THE ARCHIATER.
If things were different—
(They are not, and Marisol tries very hard to remember this; things are not different, and there is no use in wishing that they were. Isra is a queen of a country far, far away, over so many mountains Mari can’t begin to cross, queen of a country baptized in dragon-fire and flooded by the sea. She can’t pack up and leave home, can’t follow her heart away from the scene of the murder. And Marisol is Commander of warriors who don’t like to be kept on short leashes fighting for a nation whose only play is to keep its belly up: she can’t quite afford to let them loose while she goes gallivanting around drinking the spoils of love.)
And anyway, why is Isra here? In the empty streets of a court that is not hers when the sun has barely touched the sky? Of course Marisol is pleased to see her—too pleased, really—but now hardly seems like the time to. Be leaving home. Their continent is in shambles, Isra looks like she hasn’t slept in days. Her cheek is cold to the touch and when Fable circles overhead, it is with all the pleasant continuity of a river, a bloodstream, an ouroboros threatening from deep in the sky. There is very little that is right about Marisol’s life right now, and for a brief moment she lives in gladness that this is one of those few good things, come to kiss her on the cheek.
And then Isra’s mouth moves.
I’m going to be a mother.
The thing that flashes over Marisol’s face is ungodly. Bright as a candle, curled like a golem. For less than a second the stone of her eyes melts from pure stone into soft, bloody red, and the smell of saltwater seems to pour from her skin, and her head snaps back like she’s flinching in fear. I’m going to be a mother. Mari thinks she might throw up. Her stomach clenches like a fist, and every nerve feels like it’s fraying at once. She searches Isra’s expression for—something. Desperation rises in her like an awful-white fire, and her eyes are still searching, searching, searching. For anything that says there is a way out. Anything that says nothing will change or I still love you.
And she cannot find it. Not a word of humor, not a blink of shame. Just a too-pure seriousness that makes Marisol feel like she’s falling so fast and so hard she’ll never stop.

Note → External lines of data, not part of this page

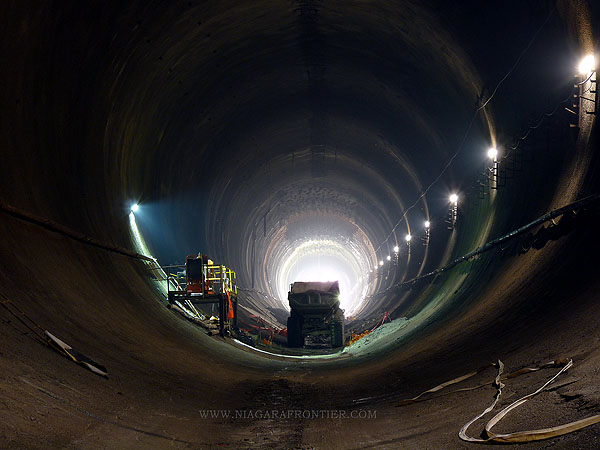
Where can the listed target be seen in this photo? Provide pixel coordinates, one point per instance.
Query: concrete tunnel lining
(328, 119)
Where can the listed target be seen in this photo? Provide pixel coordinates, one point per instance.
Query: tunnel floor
(162, 383)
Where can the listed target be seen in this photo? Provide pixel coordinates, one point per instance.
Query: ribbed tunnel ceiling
(287, 139)
(328, 111)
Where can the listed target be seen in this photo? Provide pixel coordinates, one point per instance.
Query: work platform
(206, 283)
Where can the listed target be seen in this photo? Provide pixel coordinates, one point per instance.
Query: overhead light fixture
(587, 65)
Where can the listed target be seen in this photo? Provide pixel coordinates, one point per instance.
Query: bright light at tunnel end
(327, 260)
(587, 65)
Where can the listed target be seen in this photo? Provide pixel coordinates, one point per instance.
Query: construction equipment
(208, 283)
(316, 320)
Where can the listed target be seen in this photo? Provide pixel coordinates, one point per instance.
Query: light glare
(587, 65)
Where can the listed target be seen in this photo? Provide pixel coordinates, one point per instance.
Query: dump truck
(316, 320)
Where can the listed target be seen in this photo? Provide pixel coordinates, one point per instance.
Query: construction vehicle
(207, 283)
(316, 320)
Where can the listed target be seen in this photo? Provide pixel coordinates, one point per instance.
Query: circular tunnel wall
(288, 139)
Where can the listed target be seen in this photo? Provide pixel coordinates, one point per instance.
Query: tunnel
(292, 140)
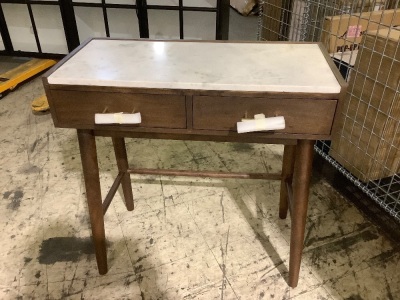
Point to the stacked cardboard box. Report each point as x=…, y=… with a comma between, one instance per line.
x=369, y=143
x=344, y=32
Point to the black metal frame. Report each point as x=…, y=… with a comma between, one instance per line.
x=71, y=30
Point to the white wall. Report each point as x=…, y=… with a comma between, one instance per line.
x=123, y=23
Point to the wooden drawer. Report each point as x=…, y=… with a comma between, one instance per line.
x=302, y=116
x=77, y=108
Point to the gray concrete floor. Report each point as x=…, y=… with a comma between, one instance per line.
x=187, y=238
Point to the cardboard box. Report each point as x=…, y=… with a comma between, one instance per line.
x=344, y=33
x=244, y=7
x=369, y=143
x=345, y=61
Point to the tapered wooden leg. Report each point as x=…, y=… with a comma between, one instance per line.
x=287, y=176
x=301, y=184
x=87, y=145
x=122, y=163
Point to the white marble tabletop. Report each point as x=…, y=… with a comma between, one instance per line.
x=275, y=67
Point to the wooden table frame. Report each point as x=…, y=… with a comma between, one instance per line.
x=296, y=167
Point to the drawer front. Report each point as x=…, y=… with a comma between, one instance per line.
x=77, y=109
x=302, y=116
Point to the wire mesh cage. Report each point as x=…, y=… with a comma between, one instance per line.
x=362, y=37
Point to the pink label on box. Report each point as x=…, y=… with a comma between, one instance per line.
x=354, y=31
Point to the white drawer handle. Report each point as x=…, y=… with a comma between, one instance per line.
x=260, y=123
x=117, y=118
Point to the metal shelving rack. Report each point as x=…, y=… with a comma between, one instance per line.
x=303, y=21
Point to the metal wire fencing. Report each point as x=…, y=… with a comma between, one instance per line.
x=362, y=37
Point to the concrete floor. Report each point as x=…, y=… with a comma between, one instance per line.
x=187, y=238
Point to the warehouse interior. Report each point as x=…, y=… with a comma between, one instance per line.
x=203, y=238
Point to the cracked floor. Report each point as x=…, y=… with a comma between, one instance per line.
x=188, y=238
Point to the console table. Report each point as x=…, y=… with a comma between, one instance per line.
x=198, y=91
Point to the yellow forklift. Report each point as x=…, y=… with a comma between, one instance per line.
x=10, y=79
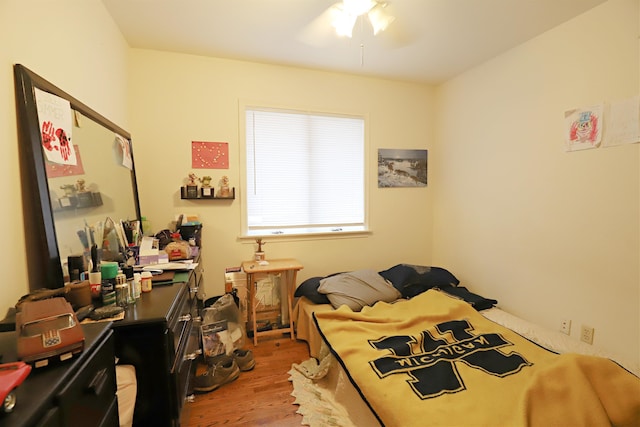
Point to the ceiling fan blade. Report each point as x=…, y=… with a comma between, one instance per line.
x=320, y=32
x=397, y=34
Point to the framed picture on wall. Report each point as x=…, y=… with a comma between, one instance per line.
x=402, y=168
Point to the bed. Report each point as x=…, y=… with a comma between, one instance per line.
x=430, y=352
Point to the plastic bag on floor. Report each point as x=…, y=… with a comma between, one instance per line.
x=222, y=324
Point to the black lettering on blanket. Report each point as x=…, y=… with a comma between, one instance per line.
x=431, y=362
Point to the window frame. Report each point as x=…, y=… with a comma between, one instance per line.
x=328, y=232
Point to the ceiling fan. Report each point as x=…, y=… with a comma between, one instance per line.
x=340, y=20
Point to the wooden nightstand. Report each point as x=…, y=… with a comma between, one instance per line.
x=288, y=268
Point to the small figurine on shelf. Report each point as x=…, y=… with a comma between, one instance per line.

Her body tenses like so many tight strings, like plucked wires, like running water—somehow she is taut and melting at the same time, falling through her own cracks, struggling to stand up straight. “A mother,” she says, and almost does not realize she is talking, for the hoarseness of her voice and the way it seems to come from the other end of the alley, too far away to comprehend. “Who?”
She does not think about whether it will help or hurt, knowing who it might be, who has become her replacement. There is not enough left in her to fight against that most base of all urges—to ask why, and who, and couldn’t it have been me?